I think that is one of the most beautiful things I have ever read. God thinks I'm beautiful JUST the way I am. Man looks at the outward appearance, like those pictures that were taken. But My God looks at my heart and thinks I am beautiful inside and out. I'm learning to love myself just the way God made me. I am thanking God for showing me that illustration today and helping me to realize that I can only learn to love another after I have learned to love myself.

Day 3 is right around the corner. Stay tuned :)

Monday, April 5, 2010

Facebook Fast Day 1

"To everything there is a season, and a time for every purpose under the heaven." Ecclesiastes 3:1

It was time for a change. That's what I tell people when I'm asked why I deactivated my facebook and why certain things in my life are different than they were before. Last week, I hit rock bottom. That is an understatement. I realized how much in need of God I was. I decided to start making changes in my life. For the past year and a half, I have been totally and utterly addicted to the so called "life-sucking, world-altering" site called facebook. Not until recently, did I really discover how much time I was spending on fb. It was totally consuming my life. I had talked about deleting or deactivating my facebook for awhile and just never went through with it. On April 4, 2010, I made up my mind that it was time for a change. I came to the conclusion that facebook did not control me and it definitely was not going to get me to heaven. Although it took me a little bit to actually work up the guts to do it, I followed through and am now on a one week facebook fast. During this week, I plan to blog and show how God is working in my life.

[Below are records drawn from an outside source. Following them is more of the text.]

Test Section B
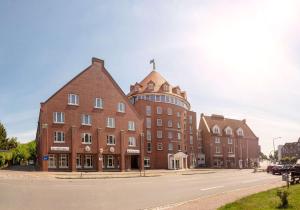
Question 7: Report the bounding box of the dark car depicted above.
[267,165,274,173]
[272,165,283,175]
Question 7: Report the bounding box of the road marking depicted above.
[200,186,224,191]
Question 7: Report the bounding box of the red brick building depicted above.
[199,114,260,168]
[36,58,144,171]
[128,70,199,169]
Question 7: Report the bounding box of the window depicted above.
[106,135,116,145]
[212,125,220,134]
[84,155,93,168]
[128,121,135,131]
[147,142,151,152]
[168,131,173,139]
[189,115,193,124]
[68,94,79,105]
[76,155,82,168]
[81,114,92,125]
[144,157,150,168]
[156,119,162,126]
[156,130,162,139]
[59,154,69,168]
[190,136,194,144]
[95,98,103,109]
[81,133,92,144]
[146,106,151,116]
[168,143,173,151]
[107,155,115,168]
[106,117,116,128]
[157,143,163,150]
[225,127,232,136]
[156,106,162,114]
[215,137,221,144]
[237,128,244,136]
[167,108,173,115]
[168,120,173,128]
[128,136,136,147]
[146,117,151,128]
[118,102,125,113]
[177,133,181,140]
[177,144,181,151]
[216,146,221,153]
[54,131,65,143]
[48,155,56,168]
[146,130,151,141]
[53,112,65,123]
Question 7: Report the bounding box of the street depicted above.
[0,170,281,210]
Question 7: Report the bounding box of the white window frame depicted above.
[157,142,163,151]
[106,135,116,145]
[156,106,163,114]
[168,131,173,139]
[146,105,151,116]
[106,155,115,168]
[144,157,150,168]
[81,114,92,126]
[53,112,65,124]
[146,129,152,141]
[106,117,116,128]
[128,136,136,147]
[118,102,126,113]
[54,131,65,143]
[156,119,162,126]
[167,107,173,115]
[128,121,135,131]
[168,120,173,128]
[146,117,151,128]
[81,133,92,144]
[94,98,103,109]
[156,130,163,139]
[58,154,69,168]
[68,93,79,106]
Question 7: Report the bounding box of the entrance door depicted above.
[131,155,139,169]
[176,160,179,169]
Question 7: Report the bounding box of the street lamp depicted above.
[273,136,282,162]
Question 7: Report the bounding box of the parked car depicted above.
[267,165,274,173]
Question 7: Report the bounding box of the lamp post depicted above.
[273,136,282,160]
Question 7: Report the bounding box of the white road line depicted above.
[200,186,224,191]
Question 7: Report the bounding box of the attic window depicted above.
[237,128,244,136]
[148,83,154,90]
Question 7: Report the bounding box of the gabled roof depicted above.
[202,115,257,138]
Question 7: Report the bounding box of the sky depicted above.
[0,0,300,154]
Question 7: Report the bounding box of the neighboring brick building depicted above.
[128,68,199,169]
[278,138,300,159]
[36,58,144,171]
[199,114,260,168]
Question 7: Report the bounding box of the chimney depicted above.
[92,57,104,66]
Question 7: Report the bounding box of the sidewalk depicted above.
[155,181,285,210]
[0,169,216,179]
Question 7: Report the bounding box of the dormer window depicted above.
[236,128,244,136]
[225,127,232,136]
[212,125,220,134]
[163,84,169,92]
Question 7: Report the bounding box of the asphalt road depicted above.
[0,170,281,210]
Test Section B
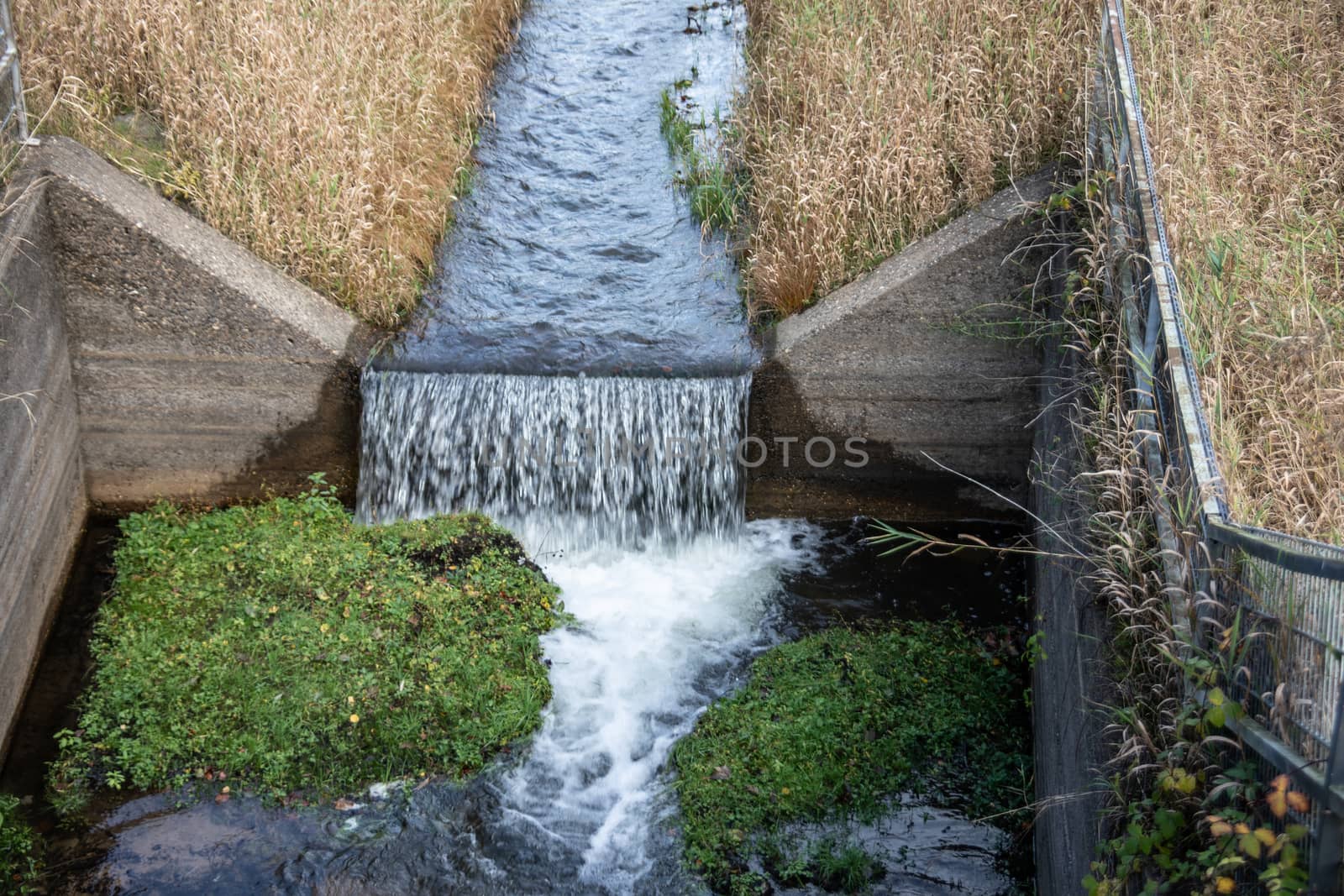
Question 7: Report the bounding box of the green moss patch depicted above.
[51,488,559,807]
[0,794,42,893]
[674,622,1031,892]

So today, my friend Cassia and I bought some really yummy ice cream from the Village Market and she drove us to the Imagination Station (Park) right off the Greenway. It felt so good to get away from all the bustle and business of college life and enjoy the beautiful weather. I felt so free. There was a light breeze blowing and as the sun was setting, we both just took in the glory of the atmosphere. I could hear the swings making their familiar creaking sound and the memories of childhood flooded back through my mind. The sounds of the children giggling took me back to the time when I was young and free and so full of innocence. I had no worries back then. And now, I have so many responsibilities as a young adult that sometimes I wish I could go back to my younger years when everything was easy and I had no stress except for the occasional boo boo that happened to come along when I fell on the pavement and skinned my knee. Oh, those were the days.

Overall, it was a pretty good Day 1. I wonder what Day 2 has in store.